Il presidente del Senato, Renato Schifani, è stato pesantemente insultato e contestato, ospite alla festa del Pd. Lo accusano di essere, o essere stato, mafioso. Non c'è nulla, ovviamente, se non una tesi del Fatto Quotidiano che da settimane indaga sui clienti che Schifani, avvocato di professione, ha avuto in Sicilia agli inizi degli anni Novanta.
Al di là del paradosso (un avvocato difende presunti colpevoli), e dell'inconsistenza giudiziaria della storia, la questione dimostra tre cose. La prima.
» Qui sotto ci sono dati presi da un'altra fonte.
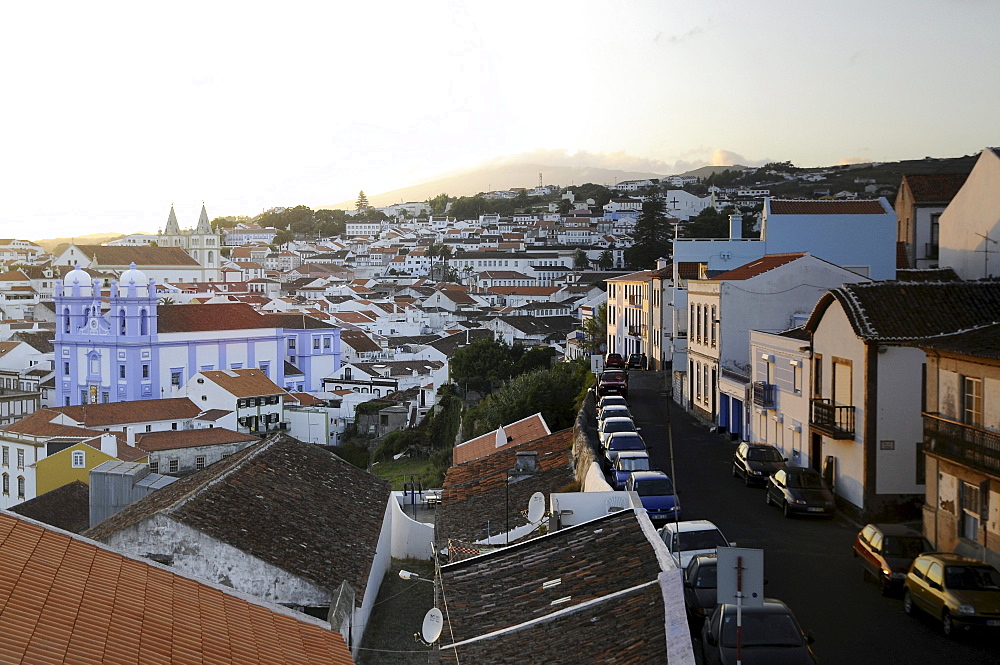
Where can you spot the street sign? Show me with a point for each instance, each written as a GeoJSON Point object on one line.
{"type": "Point", "coordinates": [740, 573]}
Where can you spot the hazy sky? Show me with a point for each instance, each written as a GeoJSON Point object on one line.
{"type": "Point", "coordinates": [113, 111]}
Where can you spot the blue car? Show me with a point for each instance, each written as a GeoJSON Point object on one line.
{"type": "Point", "coordinates": [657, 493]}
{"type": "Point", "coordinates": [627, 462]}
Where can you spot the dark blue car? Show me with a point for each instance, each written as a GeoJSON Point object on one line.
{"type": "Point", "coordinates": [657, 493]}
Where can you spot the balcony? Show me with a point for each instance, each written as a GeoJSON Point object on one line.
{"type": "Point", "coordinates": [968, 445]}
{"type": "Point", "coordinates": [763, 394]}
{"type": "Point", "coordinates": [834, 421]}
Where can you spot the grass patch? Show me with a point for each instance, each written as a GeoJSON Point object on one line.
{"type": "Point", "coordinates": [399, 471]}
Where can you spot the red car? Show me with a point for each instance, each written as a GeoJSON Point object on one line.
{"type": "Point", "coordinates": [614, 361]}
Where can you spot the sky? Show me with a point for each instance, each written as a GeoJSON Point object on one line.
{"type": "Point", "coordinates": [113, 111]}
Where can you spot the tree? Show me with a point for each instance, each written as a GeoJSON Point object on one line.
{"type": "Point", "coordinates": [362, 205]}
{"type": "Point", "coordinates": [652, 235]}
{"type": "Point", "coordinates": [606, 261]}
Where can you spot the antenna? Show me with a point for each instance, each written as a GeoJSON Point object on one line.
{"type": "Point", "coordinates": [433, 625]}
{"type": "Point", "coordinates": [536, 507]}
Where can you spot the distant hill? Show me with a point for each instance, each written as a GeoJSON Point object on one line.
{"type": "Point", "coordinates": [53, 244]}
{"type": "Point", "coordinates": [500, 177]}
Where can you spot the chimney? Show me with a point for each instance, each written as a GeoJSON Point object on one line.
{"type": "Point", "coordinates": [735, 227]}
{"type": "Point", "coordinates": [109, 445]}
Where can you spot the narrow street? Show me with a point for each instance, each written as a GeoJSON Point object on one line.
{"type": "Point", "coordinates": [808, 563]}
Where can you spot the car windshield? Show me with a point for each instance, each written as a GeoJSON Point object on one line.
{"type": "Point", "coordinates": [619, 426]}
{"type": "Point", "coordinates": [808, 481]}
{"type": "Point", "coordinates": [904, 547]}
{"type": "Point", "coordinates": [706, 578]}
{"type": "Point", "coordinates": [759, 630]}
{"type": "Point", "coordinates": [708, 539]}
{"type": "Point", "coordinates": [764, 455]}
{"type": "Point", "coordinates": [626, 443]}
{"type": "Point", "coordinates": [633, 463]}
{"type": "Point", "coordinates": [654, 487]}
{"type": "Point", "coordinates": [972, 578]}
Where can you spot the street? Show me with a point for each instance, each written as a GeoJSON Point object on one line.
{"type": "Point", "coordinates": [808, 563]}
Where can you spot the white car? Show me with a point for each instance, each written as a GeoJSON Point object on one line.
{"type": "Point", "coordinates": [687, 539]}
{"type": "Point", "coordinates": [609, 426]}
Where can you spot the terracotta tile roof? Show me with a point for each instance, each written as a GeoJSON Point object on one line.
{"type": "Point", "coordinates": [579, 557]}
{"type": "Point", "coordinates": [192, 438]}
{"type": "Point", "coordinates": [526, 429]}
{"type": "Point", "coordinates": [121, 413]}
{"type": "Point", "coordinates": [243, 382]}
{"type": "Point", "coordinates": [109, 256]}
{"type": "Point", "coordinates": [330, 511]}
{"type": "Point", "coordinates": [223, 316]}
{"type": "Point", "coordinates": [934, 187]}
{"type": "Point", "coordinates": [809, 207]}
{"type": "Point", "coordinates": [913, 311]}
{"type": "Point", "coordinates": [759, 266]}
{"type": "Point", "coordinates": [66, 507]}
{"type": "Point", "coordinates": [69, 600]}
{"type": "Point", "coordinates": [474, 497]}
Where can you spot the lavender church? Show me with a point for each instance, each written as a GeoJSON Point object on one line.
{"type": "Point", "coordinates": [136, 349]}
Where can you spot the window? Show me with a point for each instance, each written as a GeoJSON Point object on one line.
{"type": "Point", "coordinates": [973, 401]}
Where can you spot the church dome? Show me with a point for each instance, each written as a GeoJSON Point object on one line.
{"type": "Point", "coordinates": [77, 276]}
{"type": "Point", "coordinates": [133, 276]}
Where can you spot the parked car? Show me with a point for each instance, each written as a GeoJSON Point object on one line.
{"type": "Point", "coordinates": [613, 382]}
{"type": "Point", "coordinates": [609, 426]}
{"type": "Point", "coordinates": [700, 588]}
{"type": "Point", "coordinates": [610, 400]}
{"type": "Point", "coordinates": [614, 361]}
{"type": "Point", "coordinates": [755, 462]}
{"type": "Point", "coordinates": [687, 539]}
{"type": "Point", "coordinates": [770, 634]}
{"type": "Point", "coordinates": [619, 442]}
{"type": "Point", "coordinates": [799, 490]}
{"type": "Point", "coordinates": [625, 463]}
{"type": "Point", "coordinates": [657, 494]}
{"type": "Point", "coordinates": [637, 361]}
{"type": "Point", "coordinates": [886, 552]}
{"type": "Point", "coordinates": [961, 592]}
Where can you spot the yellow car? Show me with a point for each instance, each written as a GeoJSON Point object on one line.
{"type": "Point", "coordinates": [962, 592]}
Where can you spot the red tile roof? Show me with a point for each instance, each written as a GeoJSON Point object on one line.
{"type": "Point", "coordinates": [758, 267]}
{"type": "Point", "coordinates": [66, 599]}
{"type": "Point", "coordinates": [807, 207]}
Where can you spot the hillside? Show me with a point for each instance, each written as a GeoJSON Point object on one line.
{"type": "Point", "coordinates": [490, 178]}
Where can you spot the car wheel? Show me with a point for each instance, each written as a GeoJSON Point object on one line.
{"type": "Point", "coordinates": [947, 626]}
{"type": "Point", "coordinates": [908, 602]}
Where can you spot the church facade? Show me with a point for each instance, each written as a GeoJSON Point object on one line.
{"type": "Point", "coordinates": [137, 349]}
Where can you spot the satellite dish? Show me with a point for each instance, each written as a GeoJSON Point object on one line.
{"type": "Point", "coordinates": [433, 624]}
{"type": "Point", "coordinates": [536, 507]}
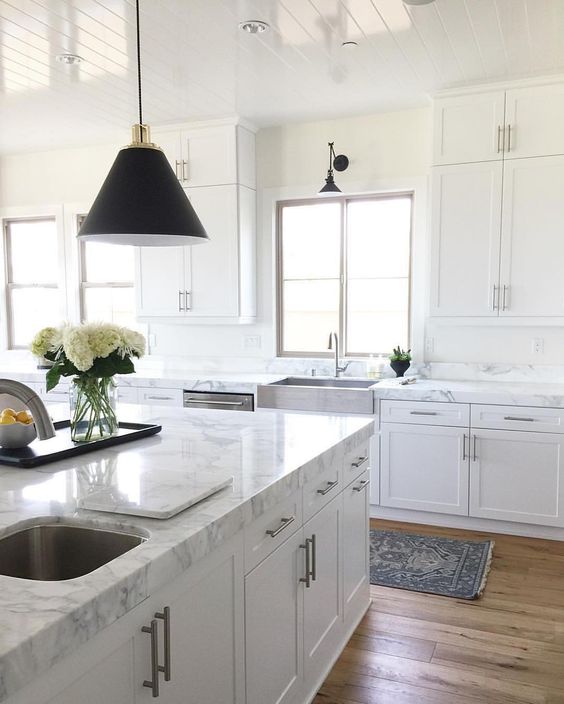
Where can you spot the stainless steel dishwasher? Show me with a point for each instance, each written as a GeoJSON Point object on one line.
{"type": "Point", "coordinates": [219, 401]}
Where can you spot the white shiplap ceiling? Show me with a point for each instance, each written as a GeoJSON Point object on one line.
{"type": "Point", "coordinates": [197, 64]}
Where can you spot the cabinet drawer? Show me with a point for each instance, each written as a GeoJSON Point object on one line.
{"type": "Point", "coordinates": [161, 397]}
{"type": "Point", "coordinates": [320, 489]}
{"type": "Point", "coordinates": [425, 413]}
{"type": "Point", "coordinates": [271, 529]}
{"type": "Point", "coordinates": [540, 420]}
{"type": "Point", "coordinates": [356, 461]}
{"type": "Point", "coordinates": [128, 394]}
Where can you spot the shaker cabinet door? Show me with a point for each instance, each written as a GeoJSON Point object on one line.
{"type": "Point", "coordinates": [532, 244]}
{"type": "Point", "coordinates": [466, 221]}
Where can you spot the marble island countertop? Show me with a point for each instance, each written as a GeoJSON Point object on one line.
{"type": "Point", "coordinates": [508, 393]}
{"type": "Point", "coordinates": [269, 453]}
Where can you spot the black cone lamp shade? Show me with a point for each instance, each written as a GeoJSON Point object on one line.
{"type": "Point", "coordinates": [330, 185]}
{"type": "Point", "coordinates": [339, 163]}
{"type": "Point", "coordinates": [142, 203]}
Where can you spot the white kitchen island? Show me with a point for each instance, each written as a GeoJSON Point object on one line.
{"type": "Point", "coordinates": [254, 617]}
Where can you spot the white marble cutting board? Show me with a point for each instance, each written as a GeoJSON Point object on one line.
{"type": "Point", "coordinates": [154, 494]}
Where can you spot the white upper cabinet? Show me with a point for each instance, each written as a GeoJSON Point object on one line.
{"type": "Point", "coordinates": [533, 121]}
{"type": "Point", "coordinates": [210, 154]}
{"type": "Point", "coordinates": [214, 281]}
{"type": "Point", "coordinates": [496, 227]}
{"type": "Point", "coordinates": [163, 278]}
{"type": "Point", "coordinates": [466, 216]}
{"type": "Point", "coordinates": [512, 124]}
{"type": "Point", "coordinates": [532, 244]}
{"type": "Point", "coordinates": [469, 128]}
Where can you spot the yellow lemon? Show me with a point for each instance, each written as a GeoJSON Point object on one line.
{"type": "Point", "coordinates": [24, 417]}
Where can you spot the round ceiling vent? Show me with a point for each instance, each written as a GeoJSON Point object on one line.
{"type": "Point", "coordinates": [253, 26]}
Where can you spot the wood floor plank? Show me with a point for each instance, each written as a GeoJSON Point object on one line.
{"type": "Point", "coordinates": [358, 667]}
{"type": "Point", "coordinates": [505, 648]}
{"type": "Point", "coordinates": [523, 668]}
{"type": "Point", "coordinates": [406, 626]}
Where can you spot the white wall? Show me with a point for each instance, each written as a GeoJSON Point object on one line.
{"type": "Point", "coordinates": [389, 151]}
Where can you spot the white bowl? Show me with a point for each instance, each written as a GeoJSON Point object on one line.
{"type": "Point", "coordinates": [17, 435]}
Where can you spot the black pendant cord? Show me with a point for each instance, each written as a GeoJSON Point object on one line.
{"type": "Point", "coordinates": [139, 63]}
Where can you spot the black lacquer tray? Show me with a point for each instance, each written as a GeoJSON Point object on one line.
{"type": "Point", "coordinates": [61, 446]}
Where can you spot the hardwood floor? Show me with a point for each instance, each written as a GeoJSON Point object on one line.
{"type": "Point", "coordinates": [505, 648]}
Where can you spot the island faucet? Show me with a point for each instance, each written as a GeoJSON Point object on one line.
{"type": "Point", "coordinates": [334, 345]}
{"type": "Point", "coordinates": [43, 423]}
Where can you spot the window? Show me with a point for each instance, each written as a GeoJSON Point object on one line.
{"type": "Point", "coordinates": [344, 266]}
{"type": "Point", "coordinates": [32, 278]}
{"type": "Point", "coordinates": [106, 283]}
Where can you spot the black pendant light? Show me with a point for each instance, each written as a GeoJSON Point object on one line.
{"type": "Point", "coordinates": [141, 202]}
{"type": "Point", "coordinates": [339, 163]}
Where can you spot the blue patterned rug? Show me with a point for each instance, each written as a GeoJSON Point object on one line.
{"type": "Point", "coordinates": [424, 563]}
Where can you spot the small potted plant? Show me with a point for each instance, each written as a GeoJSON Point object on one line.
{"type": "Point", "coordinates": [400, 360]}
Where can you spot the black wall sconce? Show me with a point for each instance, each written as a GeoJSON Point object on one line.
{"type": "Point", "coordinates": [339, 163]}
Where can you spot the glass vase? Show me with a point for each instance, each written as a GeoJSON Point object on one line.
{"type": "Point", "coordinates": [93, 409]}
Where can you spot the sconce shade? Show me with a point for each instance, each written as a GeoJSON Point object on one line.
{"type": "Point", "coordinates": [142, 203]}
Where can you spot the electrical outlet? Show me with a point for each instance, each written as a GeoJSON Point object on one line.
{"type": "Point", "coordinates": [253, 342]}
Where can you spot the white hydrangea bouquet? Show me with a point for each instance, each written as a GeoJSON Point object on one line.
{"type": "Point", "coordinates": [92, 354]}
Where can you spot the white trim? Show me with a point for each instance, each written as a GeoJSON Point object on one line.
{"type": "Point", "coordinates": [466, 522]}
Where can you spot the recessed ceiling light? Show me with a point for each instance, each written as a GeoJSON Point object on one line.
{"type": "Point", "coordinates": [254, 26]}
{"type": "Point", "coordinates": [69, 59]}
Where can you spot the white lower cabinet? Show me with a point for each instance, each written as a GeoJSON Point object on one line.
{"type": "Point", "coordinates": [356, 539]}
{"type": "Point", "coordinates": [424, 467]}
{"type": "Point", "coordinates": [274, 625]}
{"type": "Point", "coordinates": [109, 681]}
{"type": "Point", "coordinates": [518, 476]}
{"type": "Point", "coordinates": [323, 603]}
{"type": "Point", "coordinates": [216, 635]}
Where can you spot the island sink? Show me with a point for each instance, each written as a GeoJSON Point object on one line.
{"type": "Point", "coordinates": [56, 551]}
{"type": "Point", "coordinates": [331, 382]}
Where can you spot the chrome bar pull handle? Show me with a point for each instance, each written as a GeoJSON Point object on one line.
{"type": "Point", "coordinates": [362, 485]}
{"type": "Point", "coordinates": [307, 578]}
{"type": "Point", "coordinates": [313, 543]}
{"type": "Point", "coordinates": [165, 616]}
{"type": "Point", "coordinates": [284, 523]}
{"type": "Point", "coordinates": [359, 462]}
{"type": "Point", "coordinates": [153, 684]}
{"type": "Point", "coordinates": [330, 485]}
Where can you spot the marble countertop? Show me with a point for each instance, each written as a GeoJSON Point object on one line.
{"type": "Point", "coordinates": [269, 453]}
{"type": "Point", "coordinates": [507, 393]}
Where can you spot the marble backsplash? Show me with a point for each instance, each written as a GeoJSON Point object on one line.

Bersani e Fassino non comandano più neppure in casa loro, dove sono stati presi di sorpresa da un gruppo di provocatori mandati dal duo Di Pietro-Beppe Grillo. I vertici del partito hanno saputo farfugliare solo qualche parola di circostanza alle quali ovviamente non faranno seguire atti politici in quanto ostaggi elettorali di Di Pietro e terrorizzati dal movimentismo di Grillo. La seconda. Dopo Dell'Utri, Schifani: la nuova strategia della sinistra radicale è quella di scendere sul piano dell'aggressione fisica e di cercare lo scontro di piazza. La terza.
In effetti in questo Paese c'è un problema di carenza di democrazia e di rischio regime. Solo che cause e mandanti non vanno cercati dalle parti di palazzo Chigi.